Like so many of this type of film, it has a vignette sensibility in its structure.  Long stretches of the runtime seem to not deal at all with the conflict between Pasquini and his cronies and our leads.  Rather random, violent crimes just happen, our demoniac doublet arrive on the scene and kill everything in their path.  That these rather long sequences are not linked to the main story in any way other than that they involve our protagonists causes the mid-sections of the film (and those like it) to sag.  Granted, there’s enough violence and action to maintain a sense of excitement and tension, but as far as pacing goes, it’s horrid.  Funny enough, this is one of the eurocrime/poliziotteschi subgenres’ more charming attributes.  It may not be quality plotting, but it does give an air of authenticity (sometimes) to these films.  After all, as Allen Saunders so famously said, “Life is what happens to us while we are making other plans.”  And this sense of verisimilitude is given a big assist in Deodato’s documentary style of filmmaking.  Handheld and dynamic camerawork combine in many of the action scenes (particularly the opening bike chase, which I found reminiscent of the acclaimed chase from William Friedkin’s The French Connection).  Filmmakers of today, please take note: Even with a wealth of handheld shots, this film never induces nausea, headaches, or both.  There’s a correct way to use cinematic techniques and there’s an incorrect way (not to say experimentation is bad, but failure is failure in any language).  This is the correct way, and the quality in the filmmaking makes for a damn good (if fairly deranged and sanguinary) buddy cop movie everyone should check out at least once.
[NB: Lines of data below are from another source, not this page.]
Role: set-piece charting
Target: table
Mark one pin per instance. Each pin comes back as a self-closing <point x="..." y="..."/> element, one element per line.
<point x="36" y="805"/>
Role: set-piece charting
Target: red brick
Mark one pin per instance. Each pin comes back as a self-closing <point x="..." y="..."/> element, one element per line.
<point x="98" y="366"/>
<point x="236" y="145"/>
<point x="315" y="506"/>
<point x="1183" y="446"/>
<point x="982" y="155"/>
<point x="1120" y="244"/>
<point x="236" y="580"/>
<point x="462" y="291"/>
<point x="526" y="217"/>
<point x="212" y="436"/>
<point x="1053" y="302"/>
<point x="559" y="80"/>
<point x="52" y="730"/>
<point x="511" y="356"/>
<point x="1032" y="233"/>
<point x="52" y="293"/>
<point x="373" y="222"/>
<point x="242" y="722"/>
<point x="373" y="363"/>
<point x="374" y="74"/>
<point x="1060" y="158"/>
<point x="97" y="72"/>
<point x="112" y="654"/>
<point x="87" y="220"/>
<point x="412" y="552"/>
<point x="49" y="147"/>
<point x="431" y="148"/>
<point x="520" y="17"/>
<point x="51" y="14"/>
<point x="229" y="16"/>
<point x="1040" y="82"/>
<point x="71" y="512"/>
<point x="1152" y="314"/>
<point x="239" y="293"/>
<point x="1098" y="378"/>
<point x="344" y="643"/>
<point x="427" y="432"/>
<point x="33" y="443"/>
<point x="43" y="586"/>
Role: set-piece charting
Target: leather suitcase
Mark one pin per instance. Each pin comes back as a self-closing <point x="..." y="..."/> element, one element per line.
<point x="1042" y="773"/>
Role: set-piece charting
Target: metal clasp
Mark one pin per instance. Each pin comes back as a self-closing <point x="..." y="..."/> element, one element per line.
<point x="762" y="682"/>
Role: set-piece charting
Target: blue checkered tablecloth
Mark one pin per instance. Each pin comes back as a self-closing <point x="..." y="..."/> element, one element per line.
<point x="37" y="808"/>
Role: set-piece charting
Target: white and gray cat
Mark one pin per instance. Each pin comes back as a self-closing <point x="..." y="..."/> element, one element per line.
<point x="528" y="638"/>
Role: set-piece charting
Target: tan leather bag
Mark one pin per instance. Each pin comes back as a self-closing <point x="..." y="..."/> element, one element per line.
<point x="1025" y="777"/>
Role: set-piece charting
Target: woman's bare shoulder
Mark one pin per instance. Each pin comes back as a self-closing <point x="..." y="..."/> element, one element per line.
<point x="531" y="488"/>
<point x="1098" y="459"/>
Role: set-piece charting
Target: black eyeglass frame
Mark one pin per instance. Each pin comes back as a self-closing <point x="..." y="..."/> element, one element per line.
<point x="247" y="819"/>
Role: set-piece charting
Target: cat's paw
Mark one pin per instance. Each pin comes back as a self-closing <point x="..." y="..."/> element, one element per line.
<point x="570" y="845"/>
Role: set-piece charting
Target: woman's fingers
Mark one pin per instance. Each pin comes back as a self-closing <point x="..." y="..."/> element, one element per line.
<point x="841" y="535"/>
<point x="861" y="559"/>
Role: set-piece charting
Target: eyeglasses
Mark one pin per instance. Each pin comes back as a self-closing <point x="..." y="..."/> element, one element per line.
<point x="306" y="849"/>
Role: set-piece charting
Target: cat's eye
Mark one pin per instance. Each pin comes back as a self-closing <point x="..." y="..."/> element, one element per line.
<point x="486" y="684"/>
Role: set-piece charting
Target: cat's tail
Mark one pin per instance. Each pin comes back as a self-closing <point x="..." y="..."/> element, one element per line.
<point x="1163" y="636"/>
MVT:  Deodato’s television commercial work taught him to work both quickly and with distinction, and these skills really shine through in this film.  Only a few years before making stomachs turn and audience’s feel like they needed a shower after watching his work, he put his stamp on a genre which far too often is little more than strictly generic.

Make Or Break:  The opening scene is not only a cracking good action sequence; it also sets up the stakes and levels at which the inhabitants of the film’s world are playing.  The criminals are not above dragging a woman along a sidewalk and stomping her already-dead face to get her valuables.  And the cops are not above causing thousands in property damage while pursuing them and summarily executing the criminals once the chasing is done.